Lord’s Day, Vol. 2 No. 51

Now Thank We All Our God 

When we sing the stately hymn of thanksgiving and praise, “Now Thank We All Our God,” we might not realise it was written during one of history’s darkest periods of suffering. Nothing brings more suffering and tragedy to our world as war. Even if one believes that war may be the necessary instrument for peace in some situations, it still leaves an aftermath of death and destruction.

One of history’s longest and most terrible wars, the last of the great religious wars of Europe, was the Thirty Years’ War of 1618-1648. H.G. Wells described it as “one of the most cruel and destructive” of history. Germany, the main battleground between the warring Catholics and Protestants from various countries of Central Europe, suffered misery beyond description, with the German population decimated from sixteen million to six million.

At the outset, Martin Rinkart was called to pastor a church in the walled city of Eilenberg where many fugitives took refuge.

He faithfully ministered to the weak and the dying for the full duration of the war, enduring famines, plagues, and marching armies that swept the city. During the dreadful plague of 1637, he would often conduct as many as forty funerals a day and eventually over 4,500, including that of his wife. Yet in the midst of the horrors of that war, Rinkart wrote a “table grace” that was sung as a national song of thanksgiving at the end of the Thirty Years’ War. It became a hymn of praise sung across the centuries throughout the world, aided in popularity by its English translation.

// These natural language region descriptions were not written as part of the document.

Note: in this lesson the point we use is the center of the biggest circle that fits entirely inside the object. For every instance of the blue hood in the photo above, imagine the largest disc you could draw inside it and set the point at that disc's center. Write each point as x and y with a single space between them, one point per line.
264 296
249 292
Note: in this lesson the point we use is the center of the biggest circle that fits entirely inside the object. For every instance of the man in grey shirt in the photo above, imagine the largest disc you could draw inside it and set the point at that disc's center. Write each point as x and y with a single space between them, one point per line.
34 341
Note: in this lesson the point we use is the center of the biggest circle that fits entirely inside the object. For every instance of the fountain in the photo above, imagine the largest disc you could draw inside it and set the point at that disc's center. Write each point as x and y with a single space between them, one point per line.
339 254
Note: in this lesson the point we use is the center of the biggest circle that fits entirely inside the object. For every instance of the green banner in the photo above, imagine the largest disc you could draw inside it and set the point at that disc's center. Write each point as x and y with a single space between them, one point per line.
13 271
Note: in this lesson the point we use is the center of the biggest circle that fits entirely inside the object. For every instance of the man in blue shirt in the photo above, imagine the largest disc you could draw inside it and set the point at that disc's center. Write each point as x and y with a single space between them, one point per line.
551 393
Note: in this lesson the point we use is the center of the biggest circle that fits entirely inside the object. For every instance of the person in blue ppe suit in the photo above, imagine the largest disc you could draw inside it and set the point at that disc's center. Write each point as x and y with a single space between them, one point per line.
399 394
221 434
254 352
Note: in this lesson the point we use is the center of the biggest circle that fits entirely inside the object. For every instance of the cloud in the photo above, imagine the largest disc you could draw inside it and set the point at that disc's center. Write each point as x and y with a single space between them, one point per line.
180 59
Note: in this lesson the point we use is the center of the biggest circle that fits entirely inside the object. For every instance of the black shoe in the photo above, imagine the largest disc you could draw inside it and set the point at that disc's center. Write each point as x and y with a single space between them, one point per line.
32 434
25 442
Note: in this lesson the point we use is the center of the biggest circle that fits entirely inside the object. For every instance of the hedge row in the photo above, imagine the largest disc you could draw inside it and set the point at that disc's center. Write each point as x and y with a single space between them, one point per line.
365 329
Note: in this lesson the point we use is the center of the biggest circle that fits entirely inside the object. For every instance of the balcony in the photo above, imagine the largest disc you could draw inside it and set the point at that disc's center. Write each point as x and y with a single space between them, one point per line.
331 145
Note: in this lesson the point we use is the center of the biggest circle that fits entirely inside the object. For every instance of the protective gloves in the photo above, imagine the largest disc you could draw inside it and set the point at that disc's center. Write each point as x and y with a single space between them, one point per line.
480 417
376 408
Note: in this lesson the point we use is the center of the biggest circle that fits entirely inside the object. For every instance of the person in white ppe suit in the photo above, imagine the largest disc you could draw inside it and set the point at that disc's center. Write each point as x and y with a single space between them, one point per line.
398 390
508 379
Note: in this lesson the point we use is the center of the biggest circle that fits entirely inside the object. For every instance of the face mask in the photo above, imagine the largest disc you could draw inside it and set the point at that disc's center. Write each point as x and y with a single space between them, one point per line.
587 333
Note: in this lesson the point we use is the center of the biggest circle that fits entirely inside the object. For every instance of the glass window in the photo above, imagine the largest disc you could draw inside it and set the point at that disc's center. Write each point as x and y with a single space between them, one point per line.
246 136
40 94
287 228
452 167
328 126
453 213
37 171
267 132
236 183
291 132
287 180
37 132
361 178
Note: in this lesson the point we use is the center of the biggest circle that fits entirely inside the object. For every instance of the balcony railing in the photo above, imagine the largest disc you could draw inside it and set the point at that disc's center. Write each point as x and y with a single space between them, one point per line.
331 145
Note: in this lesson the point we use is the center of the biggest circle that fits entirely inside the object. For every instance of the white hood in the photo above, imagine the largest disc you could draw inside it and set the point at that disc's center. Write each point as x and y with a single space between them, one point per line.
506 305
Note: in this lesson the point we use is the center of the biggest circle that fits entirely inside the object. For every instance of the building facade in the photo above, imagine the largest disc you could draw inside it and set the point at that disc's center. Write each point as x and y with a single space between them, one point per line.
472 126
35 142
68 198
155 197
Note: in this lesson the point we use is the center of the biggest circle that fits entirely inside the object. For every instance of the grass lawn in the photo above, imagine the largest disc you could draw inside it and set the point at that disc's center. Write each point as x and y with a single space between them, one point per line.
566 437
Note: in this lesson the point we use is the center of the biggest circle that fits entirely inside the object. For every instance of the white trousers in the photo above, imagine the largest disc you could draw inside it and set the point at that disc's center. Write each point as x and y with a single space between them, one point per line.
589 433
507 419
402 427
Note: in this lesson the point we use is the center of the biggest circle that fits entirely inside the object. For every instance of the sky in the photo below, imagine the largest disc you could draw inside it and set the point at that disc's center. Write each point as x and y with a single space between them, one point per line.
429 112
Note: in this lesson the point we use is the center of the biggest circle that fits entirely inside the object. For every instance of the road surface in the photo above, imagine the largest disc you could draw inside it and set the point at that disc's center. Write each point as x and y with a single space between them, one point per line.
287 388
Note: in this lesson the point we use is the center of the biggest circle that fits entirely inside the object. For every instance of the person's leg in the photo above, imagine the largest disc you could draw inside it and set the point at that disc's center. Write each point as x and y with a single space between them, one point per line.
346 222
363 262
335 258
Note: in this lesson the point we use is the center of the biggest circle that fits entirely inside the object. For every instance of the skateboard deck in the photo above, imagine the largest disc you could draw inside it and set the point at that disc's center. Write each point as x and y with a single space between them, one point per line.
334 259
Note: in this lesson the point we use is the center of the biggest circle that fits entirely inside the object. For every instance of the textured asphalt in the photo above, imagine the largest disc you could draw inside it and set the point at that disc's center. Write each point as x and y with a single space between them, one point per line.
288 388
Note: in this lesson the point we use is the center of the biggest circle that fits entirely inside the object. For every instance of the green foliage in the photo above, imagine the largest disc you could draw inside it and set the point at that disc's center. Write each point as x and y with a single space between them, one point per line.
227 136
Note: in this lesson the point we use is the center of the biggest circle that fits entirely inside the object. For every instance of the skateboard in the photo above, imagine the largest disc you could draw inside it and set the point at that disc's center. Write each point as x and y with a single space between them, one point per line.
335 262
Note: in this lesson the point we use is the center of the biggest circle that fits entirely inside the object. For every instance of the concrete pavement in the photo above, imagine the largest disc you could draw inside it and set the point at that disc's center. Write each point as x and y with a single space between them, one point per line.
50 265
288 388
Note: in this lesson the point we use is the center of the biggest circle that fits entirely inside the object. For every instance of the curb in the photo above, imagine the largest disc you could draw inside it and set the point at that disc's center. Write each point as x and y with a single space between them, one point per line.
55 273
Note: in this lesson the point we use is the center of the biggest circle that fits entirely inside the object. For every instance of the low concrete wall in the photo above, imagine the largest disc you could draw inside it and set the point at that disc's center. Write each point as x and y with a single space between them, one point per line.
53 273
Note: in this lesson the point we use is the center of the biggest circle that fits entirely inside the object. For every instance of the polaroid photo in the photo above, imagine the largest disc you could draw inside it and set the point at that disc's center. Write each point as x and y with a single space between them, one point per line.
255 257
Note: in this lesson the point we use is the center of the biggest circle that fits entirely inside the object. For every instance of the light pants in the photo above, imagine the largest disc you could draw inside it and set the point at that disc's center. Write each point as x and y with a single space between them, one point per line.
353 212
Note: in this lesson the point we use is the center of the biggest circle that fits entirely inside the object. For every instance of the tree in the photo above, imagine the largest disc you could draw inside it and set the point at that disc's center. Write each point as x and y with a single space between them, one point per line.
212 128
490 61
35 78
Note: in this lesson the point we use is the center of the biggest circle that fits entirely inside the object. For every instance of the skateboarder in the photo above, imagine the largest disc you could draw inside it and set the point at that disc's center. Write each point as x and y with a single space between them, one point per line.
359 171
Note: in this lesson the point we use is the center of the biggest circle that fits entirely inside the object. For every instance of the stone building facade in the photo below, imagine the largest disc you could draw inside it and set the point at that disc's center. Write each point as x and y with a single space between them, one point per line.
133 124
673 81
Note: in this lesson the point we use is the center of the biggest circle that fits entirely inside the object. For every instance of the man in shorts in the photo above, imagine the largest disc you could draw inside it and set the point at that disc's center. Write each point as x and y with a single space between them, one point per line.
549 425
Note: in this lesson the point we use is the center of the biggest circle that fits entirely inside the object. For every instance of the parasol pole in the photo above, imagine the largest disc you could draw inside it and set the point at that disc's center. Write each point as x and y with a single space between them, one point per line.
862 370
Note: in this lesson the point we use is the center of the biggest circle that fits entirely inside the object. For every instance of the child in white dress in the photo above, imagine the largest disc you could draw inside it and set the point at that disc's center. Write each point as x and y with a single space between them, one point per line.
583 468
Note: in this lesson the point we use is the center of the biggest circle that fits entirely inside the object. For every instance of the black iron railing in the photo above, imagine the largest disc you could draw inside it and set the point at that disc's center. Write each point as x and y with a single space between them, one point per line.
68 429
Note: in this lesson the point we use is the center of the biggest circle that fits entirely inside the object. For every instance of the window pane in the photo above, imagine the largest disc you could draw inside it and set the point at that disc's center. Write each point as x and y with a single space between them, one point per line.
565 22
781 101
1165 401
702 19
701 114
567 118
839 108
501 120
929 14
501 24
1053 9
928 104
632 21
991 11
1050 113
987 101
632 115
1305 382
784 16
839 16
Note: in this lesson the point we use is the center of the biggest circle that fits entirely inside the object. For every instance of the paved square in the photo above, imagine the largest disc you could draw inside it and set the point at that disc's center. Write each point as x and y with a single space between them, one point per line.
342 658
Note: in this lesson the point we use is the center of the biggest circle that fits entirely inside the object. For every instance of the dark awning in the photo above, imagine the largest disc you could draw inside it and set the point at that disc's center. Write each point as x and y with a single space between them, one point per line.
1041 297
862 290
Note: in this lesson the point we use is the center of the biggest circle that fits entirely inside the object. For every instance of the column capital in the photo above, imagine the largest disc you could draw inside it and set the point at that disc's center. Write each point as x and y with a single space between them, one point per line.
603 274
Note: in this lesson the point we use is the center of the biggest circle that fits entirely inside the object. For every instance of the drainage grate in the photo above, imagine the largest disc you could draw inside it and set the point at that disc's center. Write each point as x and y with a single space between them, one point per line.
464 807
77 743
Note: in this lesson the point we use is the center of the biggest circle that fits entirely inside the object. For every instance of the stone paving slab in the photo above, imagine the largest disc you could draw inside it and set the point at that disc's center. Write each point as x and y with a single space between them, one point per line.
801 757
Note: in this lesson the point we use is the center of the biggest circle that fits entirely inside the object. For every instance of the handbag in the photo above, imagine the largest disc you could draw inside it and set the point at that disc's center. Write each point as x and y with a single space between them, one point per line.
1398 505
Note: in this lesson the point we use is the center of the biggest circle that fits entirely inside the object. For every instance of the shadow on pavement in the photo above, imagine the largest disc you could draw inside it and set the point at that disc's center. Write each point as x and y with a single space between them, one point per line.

The experience out of which the song was written, reminds us that in the worst of circumstances, we can still raise our Te Deum in trial, our praise amid tribulation, our doxology amid desolation.

Now thank we all our God

          With hearts and hands and voices,

Who wondrous things hath done,

           In whom this world rejoices;

Who from our mother’s arms

          Hath blessed us on our way

With countless gifts of love,

          And still is ours today.

 

O May this bounteous God

             Through all our life be near us

With ever joyful hearts

            And blessed peace to cheer us;

And keep us in His grace,

            And guide us when perplexed,

And free us from all ills

            In this world and the next.

 

All praise and thanks to God

            The Father now be given,

The Son, and Holy Ghost,

            Supreme in highest heaven;

The one eternal God,

            Whom earth and heaven adore

For thus it was, is now,

            And shall be evermore.

 

This hymn can be found in the Revival Hymns and Choruses # 27. [Extracted and edited from Songs in the Night by Henry Gariepy].